Wnuczka jednej z kucharek zamkowych w Książu – Dorothea Huhn z Hanoweru – rozpoznała swoją babcię na okładce albumu z archiwalnymi fotografiami dawnej posiadłości rodu Hochbergów. Opowiedziała też o pamiątkowej solniczce z dawnych czasów. Elegancki przedmiot oraz historia z nim związana zainspirowały przedstawicieli zamku do poszukiwania potomków przedwojennych pracowników zamkowych.

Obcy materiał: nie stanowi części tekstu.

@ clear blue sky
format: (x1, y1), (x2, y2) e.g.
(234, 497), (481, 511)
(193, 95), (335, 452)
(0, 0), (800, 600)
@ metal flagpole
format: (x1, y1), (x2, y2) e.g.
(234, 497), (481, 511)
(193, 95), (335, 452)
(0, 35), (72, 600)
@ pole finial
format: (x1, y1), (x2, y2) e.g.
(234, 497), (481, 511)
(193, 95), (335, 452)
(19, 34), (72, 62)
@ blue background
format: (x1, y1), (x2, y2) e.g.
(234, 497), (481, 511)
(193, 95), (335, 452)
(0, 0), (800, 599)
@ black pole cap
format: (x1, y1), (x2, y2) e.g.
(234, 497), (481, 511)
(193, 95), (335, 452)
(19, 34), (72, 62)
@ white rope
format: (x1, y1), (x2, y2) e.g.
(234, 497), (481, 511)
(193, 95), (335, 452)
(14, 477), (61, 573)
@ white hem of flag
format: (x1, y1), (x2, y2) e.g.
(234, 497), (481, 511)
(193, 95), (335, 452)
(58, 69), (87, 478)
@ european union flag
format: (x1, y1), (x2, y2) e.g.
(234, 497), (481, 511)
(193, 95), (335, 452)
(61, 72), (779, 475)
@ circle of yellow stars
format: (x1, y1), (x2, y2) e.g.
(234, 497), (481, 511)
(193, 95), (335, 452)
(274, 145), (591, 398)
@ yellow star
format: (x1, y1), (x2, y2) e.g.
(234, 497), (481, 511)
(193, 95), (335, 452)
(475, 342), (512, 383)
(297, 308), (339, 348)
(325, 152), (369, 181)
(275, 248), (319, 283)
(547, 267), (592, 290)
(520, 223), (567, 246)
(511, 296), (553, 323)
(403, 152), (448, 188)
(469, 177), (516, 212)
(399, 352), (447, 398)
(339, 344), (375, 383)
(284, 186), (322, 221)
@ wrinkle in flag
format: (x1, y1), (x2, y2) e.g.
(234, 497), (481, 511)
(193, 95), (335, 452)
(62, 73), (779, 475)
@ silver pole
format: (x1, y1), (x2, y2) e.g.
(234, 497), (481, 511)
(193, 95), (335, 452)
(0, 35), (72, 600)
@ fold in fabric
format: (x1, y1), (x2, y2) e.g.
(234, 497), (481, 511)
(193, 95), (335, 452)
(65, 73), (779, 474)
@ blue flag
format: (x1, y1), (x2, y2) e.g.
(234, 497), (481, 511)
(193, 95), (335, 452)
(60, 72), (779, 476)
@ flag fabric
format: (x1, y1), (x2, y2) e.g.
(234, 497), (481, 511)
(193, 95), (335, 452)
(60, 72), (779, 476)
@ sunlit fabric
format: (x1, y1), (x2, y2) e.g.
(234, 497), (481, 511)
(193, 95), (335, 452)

– Moja babcia nazywała się Anna Biller. Pochodziła z Peilau (Piławy). Swoje młode lata spędziła na służbie u księcia Hansa Heinricha XV i księżnej Daisy, a właściwie w ich nowej, stworzonej na świeżo wybudowanym piątym piętrze luksusowej kuchni. Pamiętam jej doskonałą kuchnię i po mamie odziedziczyłam babcine przepisy, m.in. na śląski makowiec – opowiada pani Dorothea.
Służba Anny Biller (1899-1986) w zamku Fürstenstein (Książ był siedzibą Hochbergów, podobnie jak zamek w Pszczynie) trwała tylko kilka lat i zakończyła się wraz z jej zamążpójściem w 1924 roku. Dwa lata wcześniej miał miejsce rozwód księżnej Daisy i Jana Henryka XV, po którym księżna wyprowadziła się na południe Francji. Mniej więcej w tym właśnie okresie Anna miała otrzymać w prezencie solniczkę z książęcego stołu.
– To mały, ale bardzo elegancki przedmiot z rżniętego kryształu i srebra. Babcia otrzymała go na pożegnanie, kiedy opuszczała zamek przed swoim ślubem z moim, pochodzącym z Freiburga (Świebodzic) dziadkiem Fritzem Schöntierem – relacjonuje Dorothea Huhn.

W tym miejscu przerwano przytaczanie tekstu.